I help clinic owners implement these systems and strategies in my Clinic Accelerator Program.

People simply aren’t using paper guides like the Yellow Pages to search for businesses anymore. They search on Google and have a mini computer fully charged and ready for search 24/7 - their smart phones.

What this means is that the patient journey starts with your website (and make sure it’s mobile friendly). Most clinic owners I know have a terrible website and no digital marketing strategy in place - not an ideal situation for moving forward.

Here is a simple exercise you can do to test the demand yourself.

Setup a google adwords campaign in the neighbourhood you want to start your second location. Test the demand on how many people will call your phone number on that Google ad. This is a cheap test you can run before spending over $300K on a hunch that new patients will be lining up on first day.

Minimize your financial risk and secure your new patients before you start a second location.

4) Your business processes and systems

Here are some questions to consider:

  • What metrics do you look at weekly and monthly?  
  • Do you know who your top staff performers are?
  • Do you know which members require a performance review?
  • Do you have a compensation plan that inspires growth and productivity?
  • Do you have KPIs (key performance indicators) that measure leading behaviour (booked to plan ratios, % of calls converted into appointment) and lagging results (revenue or new patients)?
  • Do you have a scoreboard in place that measures success?  
  • Do you have a culture of fun and accountability?
  • Do you measure patient satisfaction score and identify areas that cause friction between your clinic and your patients?
  • Do you use your monthly financial statements as a benchmark for success?
  • Do you look at monthly profit loss statements and review with your management team?
  • Do you have a dashboard of metrics to see how you are currently doing versus last month or last year?  
  • Or half way through the month, do you know how you will close at the end of the month?
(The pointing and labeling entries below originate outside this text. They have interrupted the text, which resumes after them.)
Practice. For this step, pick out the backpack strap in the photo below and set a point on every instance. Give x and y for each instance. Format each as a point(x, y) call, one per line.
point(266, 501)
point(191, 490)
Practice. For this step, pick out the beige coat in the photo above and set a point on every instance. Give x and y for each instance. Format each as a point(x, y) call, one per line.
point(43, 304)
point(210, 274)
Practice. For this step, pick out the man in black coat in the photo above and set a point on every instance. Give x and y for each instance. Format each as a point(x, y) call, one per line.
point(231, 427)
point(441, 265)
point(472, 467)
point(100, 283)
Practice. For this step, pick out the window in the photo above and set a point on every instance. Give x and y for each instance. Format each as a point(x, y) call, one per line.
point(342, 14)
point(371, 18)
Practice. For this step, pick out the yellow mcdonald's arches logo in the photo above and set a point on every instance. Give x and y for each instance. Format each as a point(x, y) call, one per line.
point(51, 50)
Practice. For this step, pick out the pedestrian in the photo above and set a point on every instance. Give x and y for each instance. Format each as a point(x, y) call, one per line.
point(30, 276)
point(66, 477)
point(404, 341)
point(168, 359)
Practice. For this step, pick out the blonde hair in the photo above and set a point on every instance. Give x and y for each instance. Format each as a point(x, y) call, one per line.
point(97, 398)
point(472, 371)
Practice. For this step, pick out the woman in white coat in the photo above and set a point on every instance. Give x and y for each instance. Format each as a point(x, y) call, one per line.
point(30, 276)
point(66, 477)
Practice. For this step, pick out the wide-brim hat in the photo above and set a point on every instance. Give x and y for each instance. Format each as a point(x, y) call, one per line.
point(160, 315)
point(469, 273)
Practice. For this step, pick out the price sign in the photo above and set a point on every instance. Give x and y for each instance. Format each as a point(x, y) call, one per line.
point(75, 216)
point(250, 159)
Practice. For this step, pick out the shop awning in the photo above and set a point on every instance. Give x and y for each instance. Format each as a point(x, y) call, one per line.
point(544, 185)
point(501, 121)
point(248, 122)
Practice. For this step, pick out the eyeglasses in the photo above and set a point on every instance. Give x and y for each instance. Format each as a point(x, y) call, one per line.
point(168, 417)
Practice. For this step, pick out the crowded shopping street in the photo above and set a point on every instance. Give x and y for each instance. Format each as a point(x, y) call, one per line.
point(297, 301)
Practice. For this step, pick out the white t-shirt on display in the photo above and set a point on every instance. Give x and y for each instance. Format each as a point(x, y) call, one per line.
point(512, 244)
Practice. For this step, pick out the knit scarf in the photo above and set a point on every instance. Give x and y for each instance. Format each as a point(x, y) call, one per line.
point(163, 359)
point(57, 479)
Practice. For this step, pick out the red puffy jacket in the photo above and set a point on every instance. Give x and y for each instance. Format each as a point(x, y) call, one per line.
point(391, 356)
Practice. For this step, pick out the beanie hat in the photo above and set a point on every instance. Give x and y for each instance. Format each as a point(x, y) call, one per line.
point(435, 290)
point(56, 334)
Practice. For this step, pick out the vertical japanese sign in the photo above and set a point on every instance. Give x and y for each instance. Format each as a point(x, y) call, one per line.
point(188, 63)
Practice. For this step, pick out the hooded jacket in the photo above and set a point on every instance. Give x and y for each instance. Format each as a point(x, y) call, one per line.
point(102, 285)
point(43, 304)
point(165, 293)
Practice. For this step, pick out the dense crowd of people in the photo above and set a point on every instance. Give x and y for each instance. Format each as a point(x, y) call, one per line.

Having business processes and systems in place is one of the most important things to successfully opening a second location.

You need financial and operations predictability. You need the ability to test and measure new business processes and what impact it will have on the numbers.

Without the systems, you will be running around in a frenzy between both your locations and sooner or later your staff will be frustrated and they will leave you - not to mention it’s just a poor way to go about things.  

Without systems, you’ll also find that you won’t have enough time and constantly be in firefighting mode - putting out the continuous blazes that seem to keep on popping up. Running without systems will lead to burnout for you, frustrations for staff and patients, and an unsuccessful clinic in the long run.

All businesses have fire blazing moments. But every firefighting moment should be an opportunity to optimize your business processes and give you the opportunity to create KPI that measure these bottle necks so they don’t happen again.

5) Make sure you have time

I have a holistic approach to my life - my business, personal, and family life all overlap with each other. I can’t separate each of them because they are so intertwined with each other.

Since joining EO Vancouver, I stopped using “work life balance” because in my world as an entrepreneur, that doesn’t exist. It’s all the same. If something at my business troubles me, I can’t sleep at night and it affects my personal life.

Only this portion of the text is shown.